# Sure Looks Like Fall Around Here!



## SlipperFan (Oct 18, 2009)

This morning, back yard:






This afternoon, front yard:


----------



## KyushuCalanthe (Oct 18, 2009)

Yep, lookin pretty fall like. You never said you grew corn! I didn't picture you as a farmer...


----------



## SlipperFan (Oct 18, 2009)

Actually, I am a farm girl -- born & raised on a farm. I lived in the city for many years and felt very confined. We live sort of in the country -- country is across the road, although the road we live on has people living all along both sides, except across the road for a couple of lots. I feel very fortunate.


----------



## KyushuCalanthe (Oct 18, 2009)

SlipperFan said:


> Actually, I am a farm girl -- born & raised on a farm. I lived in the city for many years and felt very confined. We live sort of in the country -- country is across the road, although the road we live on has people living all along both sides, except across the road for a couple of lots. I feel very fortunate.

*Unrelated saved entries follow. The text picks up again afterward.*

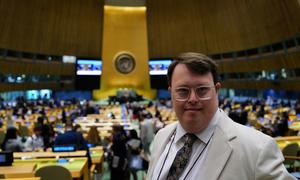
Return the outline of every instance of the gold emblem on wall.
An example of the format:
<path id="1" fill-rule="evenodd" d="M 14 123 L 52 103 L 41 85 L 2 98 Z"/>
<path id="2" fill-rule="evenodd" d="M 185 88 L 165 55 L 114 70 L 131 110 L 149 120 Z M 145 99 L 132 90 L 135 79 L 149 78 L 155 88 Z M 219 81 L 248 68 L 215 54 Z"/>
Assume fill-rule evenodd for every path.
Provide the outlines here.
<path id="1" fill-rule="evenodd" d="M 130 54 L 121 54 L 116 58 L 115 66 L 120 73 L 128 74 L 135 68 L 134 57 Z"/>

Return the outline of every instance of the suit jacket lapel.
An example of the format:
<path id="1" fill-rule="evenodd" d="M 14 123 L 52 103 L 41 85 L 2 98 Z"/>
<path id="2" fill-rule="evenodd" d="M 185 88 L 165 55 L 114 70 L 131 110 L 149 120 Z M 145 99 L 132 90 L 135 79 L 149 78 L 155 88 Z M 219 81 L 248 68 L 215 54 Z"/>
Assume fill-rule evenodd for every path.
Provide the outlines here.
<path id="1" fill-rule="evenodd" d="M 153 154 L 155 154 L 155 155 L 153 156 L 153 159 L 151 159 L 151 161 L 152 161 L 151 164 L 157 163 L 160 155 L 165 150 L 166 145 L 168 144 L 173 132 L 175 131 L 176 126 L 177 126 L 177 123 L 170 125 L 170 127 L 159 136 L 159 141 L 157 142 L 157 144 L 155 144 L 155 152 L 153 152 Z M 149 172 L 150 172 L 149 177 L 152 178 L 155 165 L 152 165 L 152 166 L 150 165 L 150 168 L 151 169 L 149 169 Z"/>
<path id="2" fill-rule="evenodd" d="M 168 144 L 169 140 L 171 139 L 171 136 L 172 136 L 175 128 L 176 128 L 176 126 L 174 126 L 174 128 L 172 128 L 172 131 L 169 131 L 169 132 L 165 133 L 164 136 L 161 136 L 161 141 L 159 142 L 160 146 L 158 147 L 157 152 L 156 152 L 156 154 L 158 156 L 155 157 L 155 162 L 157 162 L 158 158 L 165 150 L 166 145 Z"/>
<path id="3" fill-rule="evenodd" d="M 221 111 L 218 125 L 208 145 L 206 159 L 200 171 L 201 179 L 216 180 L 220 176 L 232 153 L 230 141 L 235 138 L 231 134 L 232 121 Z"/>
<path id="4" fill-rule="evenodd" d="M 228 139 L 224 138 L 220 131 L 215 129 L 213 138 L 207 149 L 207 157 L 201 171 L 201 179 L 215 180 L 222 172 L 227 160 L 232 152 L 232 147 L 228 143 Z"/>

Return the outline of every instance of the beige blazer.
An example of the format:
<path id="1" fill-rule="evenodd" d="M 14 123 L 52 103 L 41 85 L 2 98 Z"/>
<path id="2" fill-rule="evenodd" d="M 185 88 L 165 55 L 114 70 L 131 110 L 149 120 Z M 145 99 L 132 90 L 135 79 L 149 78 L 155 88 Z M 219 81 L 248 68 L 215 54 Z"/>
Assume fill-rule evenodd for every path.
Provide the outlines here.
<path id="1" fill-rule="evenodd" d="M 201 180 L 290 180 L 284 158 L 275 140 L 257 130 L 232 121 L 222 110 L 218 116 L 214 136 L 208 145 Z M 150 180 L 155 164 L 164 151 L 176 123 L 160 130 L 154 138 L 153 151 L 147 173 Z M 200 174 L 202 177 L 200 177 Z"/>

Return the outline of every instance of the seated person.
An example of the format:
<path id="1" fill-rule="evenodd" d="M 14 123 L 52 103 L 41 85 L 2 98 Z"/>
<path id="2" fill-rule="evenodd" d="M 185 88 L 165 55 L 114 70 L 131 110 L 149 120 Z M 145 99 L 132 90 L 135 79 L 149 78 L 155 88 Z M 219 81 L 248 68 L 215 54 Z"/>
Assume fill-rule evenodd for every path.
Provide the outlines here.
<path id="1" fill-rule="evenodd" d="M 40 126 L 33 128 L 33 134 L 25 142 L 25 151 L 39 151 L 44 149 L 42 129 Z"/>
<path id="2" fill-rule="evenodd" d="M 4 129 L 3 129 L 3 122 L 2 122 L 2 119 L 0 118 L 0 131 L 1 132 L 4 132 Z"/>
<path id="3" fill-rule="evenodd" d="M 79 124 L 76 124 L 74 127 L 73 127 L 73 130 L 76 131 L 76 132 L 79 132 L 80 134 L 83 132 L 81 126 Z"/>
<path id="4" fill-rule="evenodd" d="M 101 138 L 99 136 L 99 131 L 96 126 L 92 126 L 87 134 L 86 140 L 88 143 L 93 144 L 95 146 L 101 145 Z"/>
<path id="5" fill-rule="evenodd" d="M 73 128 L 73 124 L 66 123 L 65 133 L 59 134 L 55 140 L 54 145 L 63 146 L 63 145 L 74 145 L 77 150 L 86 150 L 86 157 L 88 158 L 88 166 L 90 167 L 92 164 L 91 156 L 89 153 L 89 148 L 82 134 L 75 131 Z"/>
<path id="6" fill-rule="evenodd" d="M 22 138 L 18 136 L 18 130 L 15 127 L 9 127 L 7 129 L 1 148 L 3 151 L 23 151 L 24 144 L 22 142 Z"/>
<path id="7" fill-rule="evenodd" d="M 67 123 L 65 133 L 59 134 L 54 145 L 75 145 L 77 150 L 87 150 L 87 143 L 81 133 L 73 130 L 72 123 Z"/>

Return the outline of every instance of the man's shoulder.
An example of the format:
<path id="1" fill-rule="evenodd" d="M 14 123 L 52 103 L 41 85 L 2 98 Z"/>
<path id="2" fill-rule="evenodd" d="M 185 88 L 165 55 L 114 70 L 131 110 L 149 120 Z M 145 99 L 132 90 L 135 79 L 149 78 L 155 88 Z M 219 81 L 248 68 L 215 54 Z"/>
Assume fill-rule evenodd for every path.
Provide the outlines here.
<path id="1" fill-rule="evenodd" d="M 159 135 L 164 135 L 164 134 L 169 134 L 171 132 L 174 131 L 174 129 L 176 128 L 178 122 L 173 122 L 171 124 L 166 125 L 164 128 L 161 128 L 158 132 L 157 132 L 157 136 Z"/>
<path id="2" fill-rule="evenodd" d="M 160 129 L 154 137 L 154 144 L 166 140 L 166 138 L 168 138 L 172 134 L 172 132 L 174 132 L 176 126 L 177 126 L 177 122 L 174 122 Z"/>
<path id="3" fill-rule="evenodd" d="M 235 126 L 236 126 L 236 131 L 239 133 L 239 135 L 241 136 L 245 136 L 245 138 L 259 138 L 261 140 L 270 140 L 272 139 L 272 137 L 256 130 L 254 127 L 249 127 L 249 126 L 245 126 L 242 124 L 238 124 L 236 122 L 234 122 Z"/>
<path id="4" fill-rule="evenodd" d="M 228 136 L 228 139 L 234 137 L 239 139 L 247 139 L 247 141 L 268 141 L 272 139 L 270 136 L 252 128 L 239 123 L 234 122 L 231 118 L 223 113 L 219 119 L 217 127 Z"/>
<path id="5" fill-rule="evenodd" d="M 273 141 L 273 143 L 275 142 L 272 137 L 252 127 L 241 125 L 236 122 L 233 122 L 233 126 L 232 133 L 235 133 L 239 146 L 245 146 L 250 149 L 252 147 L 254 150 L 263 148 L 266 143 L 270 141 Z"/>
<path id="6" fill-rule="evenodd" d="M 160 153 L 161 148 L 168 143 L 168 139 L 174 132 L 176 125 L 177 122 L 168 124 L 156 133 L 154 141 L 152 143 L 152 156 L 157 156 Z"/>
<path id="7" fill-rule="evenodd" d="M 55 137 L 55 139 L 56 140 L 62 140 L 62 139 L 65 139 L 66 138 L 66 134 L 65 133 L 59 133 L 56 137 Z"/>
<path id="8" fill-rule="evenodd" d="M 74 138 L 74 137 L 76 137 L 76 136 L 77 136 L 76 133 L 74 133 L 74 132 L 72 132 L 72 131 L 67 131 L 67 132 L 65 132 L 65 133 L 59 134 L 59 135 L 57 136 L 57 138 L 58 138 L 58 139 L 70 139 L 70 138 Z"/>

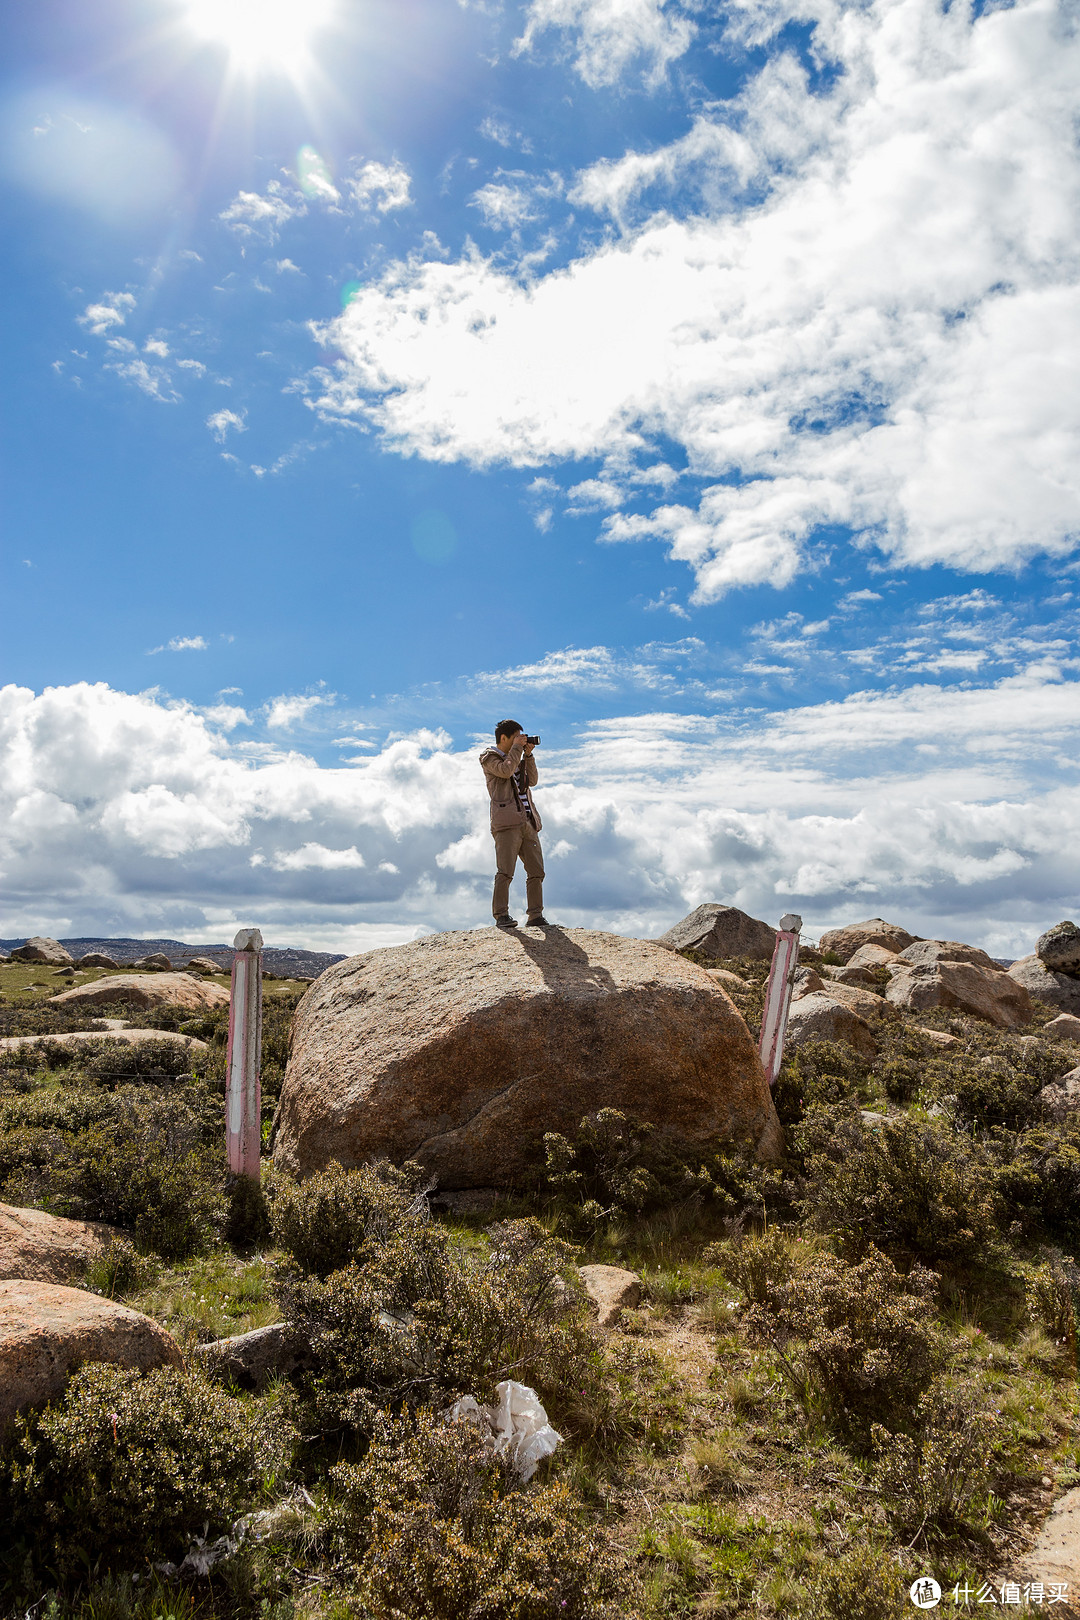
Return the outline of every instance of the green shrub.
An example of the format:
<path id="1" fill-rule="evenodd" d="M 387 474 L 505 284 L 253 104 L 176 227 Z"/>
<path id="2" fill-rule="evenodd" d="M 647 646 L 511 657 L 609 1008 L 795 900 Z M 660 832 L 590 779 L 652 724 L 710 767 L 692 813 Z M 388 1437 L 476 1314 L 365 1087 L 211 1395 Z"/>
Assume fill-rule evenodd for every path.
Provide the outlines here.
<path id="1" fill-rule="evenodd" d="M 1066 1255 L 1051 1254 L 1038 1267 L 1028 1286 L 1028 1309 L 1054 1343 L 1068 1351 L 1075 1366 L 1080 1266 Z"/>
<path id="2" fill-rule="evenodd" d="M 874 1480 L 895 1528 L 912 1540 L 955 1530 L 990 1490 L 994 1420 L 971 1391 L 940 1384 L 918 1401 L 904 1429 L 872 1430 Z"/>
<path id="3" fill-rule="evenodd" d="M 133 1231 L 166 1259 L 204 1248 L 222 1218 L 224 1121 L 201 1084 L 0 1100 L 0 1187 L 17 1203 Z"/>
<path id="4" fill-rule="evenodd" d="M 655 1203 L 660 1187 L 644 1163 L 652 1130 L 618 1108 L 601 1108 L 585 1116 L 573 1142 L 548 1131 L 544 1137 L 548 1189 L 594 1221 Z"/>
<path id="5" fill-rule="evenodd" d="M 796 1268 L 792 1236 L 779 1226 L 770 1226 L 760 1235 L 710 1243 L 701 1258 L 705 1265 L 717 1266 L 752 1305 L 772 1299 L 790 1282 Z"/>
<path id="6" fill-rule="evenodd" d="M 107 1299 L 117 1299 L 145 1287 L 156 1270 L 153 1261 L 140 1254 L 130 1239 L 114 1237 L 87 1266 L 83 1287 Z"/>
<path id="7" fill-rule="evenodd" d="M 358 1263 L 279 1280 L 315 1369 L 316 1416 L 363 1427 L 378 1407 L 476 1394 L 506 1377 L 542 1394 L 596 1381 L 592 1335 L 567 1308 L 565 1244 L 536 1221 L 510 1221 L 489 1229 L 486 1257 L 472 1256 L 397 1197 L 399 1228 Z"/>
<path id="8" fill-rule="evenodd" d="M 994 1185 L 1005 1209 L 1031 1235 L 1080 1244 L 1080 1121 L 993 1138 Z"/>
<path id="9" fill-rule="evenodd" d="M 606 1220 L 683 1204 L 705 1205 L 714 1214 L 755 1208 L 787 1208 L 791 1188 L 772 1165 L 755 1160 L 730 1142 L 712 1152 L 658 1141 L 652 1125 L 618 1108 L 587 1114 L 571 1140 L 544 1137 L 543 1189 L 578 1235 Z"/>
<path id="10" fill-rule="evenodd" d="M 49 1174 L 50 1199 L 65 1215 L 128 1227 L 166 1260 L 205 1249 L 222 1218 L 222 1155 L 164 1138 L 117 1136 L 95 1125 Z"/>
<path id="11" fill-rule="evenodd" d="M 274 1241 L 294 1266 L 328 1277 L 352 1262 L 363 1264 L 394 1234 L 419 1241 L 429 1229 L 424 1172 L 396 1169 L 388 1160 L 346 1170 L 331 1164 L 304 1181 L 267 1180 Z"/>
<path id="12" fill-rule="evenodd" d="M 204 1524 L 220 1534 L 292 1443 L 280 1416 L 198 1374 L 94 1363 L 57 1405 L 16 1420 L 0 1506 L 33 1563 L 64 1579 L 175 1558 Z"/>
<path id="13" fill-rule="evenodd" d="M 799 1620 L 897 1620 L 910 1613 L 896 1559 L 881 1547 L 856 1547 L 815 1566 Z"/>
<path id="14" fill-rule="evenodd" d="M 885 1032 L 874 1074 L 891 1102 L 914 1102 L 927 1083 L 930 1064 L 937 1048 L 919 1030 L 897 1024 Z"/>
<path id="15" fill-rule="evenodd" d="M 876 1249 L 858 1265 L 811 1254 L 764 1292 L 747 1328 L 780 1353 L 797 1389 L 809 1379 L 832 1419 L 854 1433 L 909 1411 L 941 1364 L 937 1278 L 923 1267 L 904 1277 Z"/>
<path id="16" fill-rule="evenodd" d="M 867 1130 L 843 1108 L 799 1130 L 803 1213 L 845 1250 L 873 1245 L 905 1260 L 969 1263 L 1000 1247 L 992 1167 L 964 1137 L 911 1118 Z"/>
<path id="17" fill-rule="evenodd" d="M 293 1015 L 303 994 L 302 990 L 283 990 L 279 995 L 263 996 L 261 1081 L 263 1096 L 271 1100 L 281 1092 L 289 1061 Z"/>
<path id="18" fill-rule="evenodd" d="M 12 1002 L 0 996 L 0 1037 L 9 1035 L 63 1035 L 76 1029 L 102 1029 L 100 1007 L 77 1011 L 50 1007 L 43 1002 Z"/>
<path id="19" fill-rule="evenodd" d="M 270 1206 L 261 1181 L 230 1176 L 225 1189 L 225 1239 L 234 1249 L 257 1249 L 270 1237 Z"/>
<path id="20" fill-rule="evenodd" d="M 870 1064 L 846 1041 L 808 1041 L 785 1063 L 804 1109 L 861 1098 Z"/>
<path id="21" fill-rule="evenodd" d="M 201 1056 L 197 1047 L 181 1046 L 179 1041 L 87 1041 L 86 1046 L 91 1050 L 78 1053 L 78 1067 L 89 1080 L 110 1088 L 190 1074 L 198 1069 Z"/>
<path id="22" fill-rule="evenodd" d="M 377 1620 L 616 1620 L 629 1581 L 566 1485 L 521 1487 L 478 1430 L 430 1412 L 384 1422 L 331 1469 L 328 1531 Z"/>

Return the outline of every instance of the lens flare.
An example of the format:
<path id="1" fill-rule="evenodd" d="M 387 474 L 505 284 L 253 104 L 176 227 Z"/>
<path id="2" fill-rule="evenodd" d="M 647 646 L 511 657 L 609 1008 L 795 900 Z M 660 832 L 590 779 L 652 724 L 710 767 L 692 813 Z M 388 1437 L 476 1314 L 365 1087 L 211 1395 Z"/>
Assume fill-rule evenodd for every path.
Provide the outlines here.
<path id="1" fill-rule="evenodd" d="M 295 73 L 312 35 L 331 20 L 334 0 L 186 0 L 188 26 L 224 45 L 235 66 Z"/>

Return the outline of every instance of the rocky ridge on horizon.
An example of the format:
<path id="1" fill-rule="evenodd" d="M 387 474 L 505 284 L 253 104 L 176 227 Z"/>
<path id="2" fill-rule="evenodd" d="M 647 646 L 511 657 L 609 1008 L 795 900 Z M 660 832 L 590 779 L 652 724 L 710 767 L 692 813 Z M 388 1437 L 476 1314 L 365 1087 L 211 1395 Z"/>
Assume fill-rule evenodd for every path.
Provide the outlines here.
<path id="1" fill-rule="evenodd" d="M 18 946 L 25 945 L 25 935 L 16 939 L 0 939 L 0 951 L 10 953 Z M 179 939 L 62 939 L 61 945 L 71 952 L 77 960 L 90 951 L 101 951 L 111 956 L 113 961 L 121 967 L 128 967 L 141 957 L 149 956 L 156 951 L 169 957 L 174 964 L 182 965 L 193 956 L 208 956 L 215 962 L 220 962 L 221 971 L 228 973 L 232 967 L 233 948 L 231 945 L 187 945 Z M 276 973 L 281 979 L 306 978 L 315 979 L 335 962 L 343 962 L 345 957 L 340 952 L 333 951 L 306 951 L 295 945 L 267 945 L 262 953 L 263 967 L 268 973 Z"/>

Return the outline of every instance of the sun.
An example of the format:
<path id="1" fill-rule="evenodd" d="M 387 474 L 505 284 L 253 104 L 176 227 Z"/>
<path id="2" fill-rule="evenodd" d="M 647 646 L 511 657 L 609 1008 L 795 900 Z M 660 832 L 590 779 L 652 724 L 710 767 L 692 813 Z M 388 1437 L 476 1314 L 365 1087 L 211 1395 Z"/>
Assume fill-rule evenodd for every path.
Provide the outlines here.
<path id="1" fill-rule="evenodd" d="M 186 0 L 184 13 L 196 34 L 225 46 L 234 67 L 295 73 L 334 9 L 334 0 Z"/>

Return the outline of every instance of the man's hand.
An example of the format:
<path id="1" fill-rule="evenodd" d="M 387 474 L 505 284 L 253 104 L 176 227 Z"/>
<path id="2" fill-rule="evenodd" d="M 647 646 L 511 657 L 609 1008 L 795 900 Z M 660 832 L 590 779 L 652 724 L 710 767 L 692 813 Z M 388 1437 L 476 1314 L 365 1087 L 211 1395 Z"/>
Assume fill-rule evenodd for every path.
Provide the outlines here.
<path id="1" fill-rule="evenodd" d="M 523 731 L 518 732 L 519 737 L 523 737 L 524 735 L 525 735 L 525 733 Z M 526 756 L 526 758 L 528 758 L 528 756 L 532 753 L 532 751 L 533 751 L 533 749 L 535 747 L 536 747 L 535 743 L 526 743 L 525 747 L 522 749 L 522 753 Z"/>

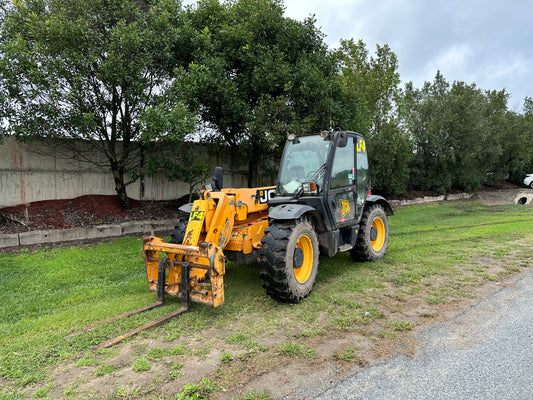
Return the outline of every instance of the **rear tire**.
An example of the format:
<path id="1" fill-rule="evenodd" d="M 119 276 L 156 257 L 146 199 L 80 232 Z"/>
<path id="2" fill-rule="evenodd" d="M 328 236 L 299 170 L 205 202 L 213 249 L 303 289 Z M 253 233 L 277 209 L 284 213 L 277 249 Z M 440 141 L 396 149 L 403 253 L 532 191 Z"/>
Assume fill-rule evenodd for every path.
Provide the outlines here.
<path id="1" fill-rule="evenodd" d="M 354 261 L 377 261 L 387 252 L 389 222 L 385 210 L 374 204 L 365 208 L 361 228 L 350 256 Z"/>
<path id="2" fill-rule="evenodd" d="M 187 230 L 187 224 L 189 223 L 189 217 L 181 218 L 174 226 L 174 230 L 170 234 L 170 242 L 174 244 L 183 244 L 185 238 L 185 231 Z"/>
<path id="3" fill-rule="evenodd" d="M 299 303 L 307 297 L 318 271 L 318 239 L 309 221 L 273 221 L 259 252 L 259 276 L 275 300 Z"/>

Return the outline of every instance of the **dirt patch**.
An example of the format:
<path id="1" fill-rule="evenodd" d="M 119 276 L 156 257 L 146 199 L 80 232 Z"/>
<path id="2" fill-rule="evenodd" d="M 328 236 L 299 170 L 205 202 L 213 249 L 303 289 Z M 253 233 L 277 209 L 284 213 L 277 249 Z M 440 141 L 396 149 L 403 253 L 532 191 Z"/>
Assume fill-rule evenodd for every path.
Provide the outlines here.
<path id="1" fill-rule="evenodd" d="M 0 233 L 80 228 L 127 221 L 172 219 L 185 199 L 138 201 L 122 209 L 117 196 L 90 195 L 68 200 L 45 200 L 0 209 Z"/>

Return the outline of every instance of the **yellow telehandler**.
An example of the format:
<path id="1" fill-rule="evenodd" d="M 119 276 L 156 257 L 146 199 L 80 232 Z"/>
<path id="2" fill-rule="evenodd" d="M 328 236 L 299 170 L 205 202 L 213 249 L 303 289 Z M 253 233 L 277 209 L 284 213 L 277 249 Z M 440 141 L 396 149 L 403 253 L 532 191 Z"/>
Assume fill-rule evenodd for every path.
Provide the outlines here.
<path id="1" fill-rule="evenodd" d="M 257 261 L 266 293 L 298 303 L 313 288 L 319 254 L 349 250 L 356 261 L 382 258 L 393 214 L 387 200 L 370 192 L 365 139 L 348 131 L 289 135 L 276 186 L 225 189 L 217 168 L 214 188 L 180 209 L 187 217 L 170 243 L 144 237 L 148 288 L 157 301 L 95 326 L 160 306 L 165 295 L 180 298 L 182 307 L 98 348 L 173 318 L 190 301 L 224 304 L 226 258 Z"/>

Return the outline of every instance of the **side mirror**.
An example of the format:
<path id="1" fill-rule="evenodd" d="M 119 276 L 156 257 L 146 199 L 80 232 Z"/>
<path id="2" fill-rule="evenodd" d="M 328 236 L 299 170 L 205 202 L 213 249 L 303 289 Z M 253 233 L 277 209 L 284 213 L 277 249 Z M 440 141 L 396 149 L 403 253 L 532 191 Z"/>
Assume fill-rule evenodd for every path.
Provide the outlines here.
<path id="1" fill-rule="evenodd" d="M 215 190 L 217 192 L 222 190 L 222 180 L 222 167 L 215 167 L 215 177 L 213 178 L 213 181 L 215 183 Z"/>
<path id="2" fill-rule="evenodd" d="M 346 147 L 348 144 L 348 134 L 344 131 L 338 133 L 337 147 Z"/>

Wow, and I was just kidding! Your situation seems not so different from mine, except the opposite has happened to me - now I live in "the city" and I used to live "in the country". In truth I grew up north of NYC basically IN a forest setting. We lived on 2 acres of forest, about half of which had an integrated garden. All around was more forest, all second growth of course, but basically unused. That was the world of my first 19 years. Now I live on the very edge of a true city with a population around 2 million. Talk about a change!


----------



## Clark (Oct 18, 2009)

Where is the monach??? AKA- Bambi???
Nocturnal?


----------



## JeanLux (Oct 19, 2009)

2 amazing shots Dot!!!! Jean


----------



## biothanasis (Oct 19, 2009)

Wonderful pictures Dot...!!!! My story is somehow the same as Tom's!


----------



## SlipperFan (Oct 19, 2009)

I'm not surprised that you two, Tom and Thanasis, came from wooded area. You both seem to love gardens, forests and open land.

Clark, we rarely see bucks -- they are loners and don't usually hang around the females with fawns. We see does with their fawns nearly every day. Our property, along a small river, sits between a wooded area and the farm fields. We have a couple fruit trees along our property line, which seems to attract them (as well as all the perennials I've planted). It's really fun to watch them, even though my husband calls them "hooved locusts" -- still, whenever either of us sees them, we'll call the other to the window to watch. I do have a few photos of antlered deer, but it's pretty rare to see one.


----------



## Clark (Oct 19, 2009)

Hi Dot,
July and August seemed to be the time for daytime bucks here.
The week after election day (12th to the 21st), is also good, as the males will be trolling for does.
Believe it or not, some of the best whitetail hunting is/was within 4 miles of me.
Nice pics- view is identical (front and back) from my grandmother's porches.


----------



## JeanLux (Oct 19, 2009)

SlipperFan said:


> ...
> ... I do have a few photos of antlered deer, but it's pretty rare to see one.


:drool:
I would be very glad to see one of those Dot, please  !!!! Jean


----------



## Clark (Oct 20, 2009)

Me too!


----------



## SlipperFan (Oct 20, 2009)

I have a couple posted here:
http://web.mac.com/dotbarnett/Barnett_2008/p3.html

...and a young buck in a small family group here:
http://web.mac.com/dotbarnett/Barnett_2006/barnett_2006_p2.html

That's about it!


----------



## Clark (Oct 20, 2009)

Awesome!!!


----------



## SlipperKing (Oct 20, 2009)

Nice Dot. Reminds me of Ohio.


----------



## KyushuCalanthe (Oct 20, 2009)

Wow, with that much activity by deer, how do you keep your garden plants from being over run?


----------



## JeanLux (Oct 21, 2009)

wow!!!!! 
Very impressive pics of your great place and all of its animals and plants!!!! Very cool way of new year's greeting!!!! Jean


----------



## Bolero (Oct 21, 2009)

Looks beautiful there, Autumn is my favourite season.


----------



## SlipperFan (Oct 21, 2009)

KyushuCalanthe said:


> Wow, with that much activity by deer, how do you keep your garden plants from being over run?


We don't! Actually, I need to start using Liquid Fence earlier in the Spring. Now, they can munch all they want, as the plants are dying back from the freezes we've had already. The bad thing is that they will eat bark and evergreens in the hard winters.


----------



## rdlsreno (Oct 21, 2009)

Wow!!! Very nice photos Tom!!!!


Ramon


----------



## Leo Schordje (Oct 22, 2009)

Dot, your pictures are georgeous. I love the turkey parade. Wonderful.


----------



## biothanasis (Oct 22, 2009)

Wonderful place to live Dot...


----------